BERT CoLA Example Question

Question

BERT CoLA Example Question

jackn11 opened this issue 2 years ago · comments

I am trying to train several BERT classifier models in one program but i am running out of GPU RAM by loading too many BERT models with const _bert_model, wordpiece, tokenizer = pretrain"Bert-uncased_L-12_H-768_A-12"

I am following the CoLA exmaple found here https://github.com/chengchingwen/Transformers.jl/blob/master/example/BERT/cola/train.jl

I am wondering if the train!() function found in the example trains all of the parameters shown in Flux.params(bert_model) or if it only trains those found in Flux.params(_bert_model.classifier). The reason why this is important is, if only the classifier parameters are modified instead of all bert model parameters, then I can load one pretrain"Bert-uncased_L-12_H-768_A-12" into RAM, instead of many, and then just train new classifiers ( _bert_model.classifier) for each bert classifier I need. This saves a lot of RAM of not loading in a new full BERT model for each bert classifier needed.
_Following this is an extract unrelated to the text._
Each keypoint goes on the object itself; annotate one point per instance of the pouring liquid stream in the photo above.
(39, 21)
Please let me know if the whole bert model is trained with the train!() function or just the classifier parameters.

Thank you,

Jack

Peter · Answer 1 · Fri Jul 08 2022 23:37:35 GMT+0800 (China Standard Time)

The whole model is trained, according to const ps = params(bert_model). You can switch to params(bert_model.classifier) if you only want to train the classifier. The different between _bert_model and bert_model is that _bert_model is on cpu while bert_model is on GPU. There're only 1 bert model been loaded to the GPU. The problem are probably because your GPU RAM is not big enough for a batch with size 4.

Then whether you can train the classifier layer only is a design problem of your own model. That is totally doable, but might result in different model performance (for better or worse). So that's up to you.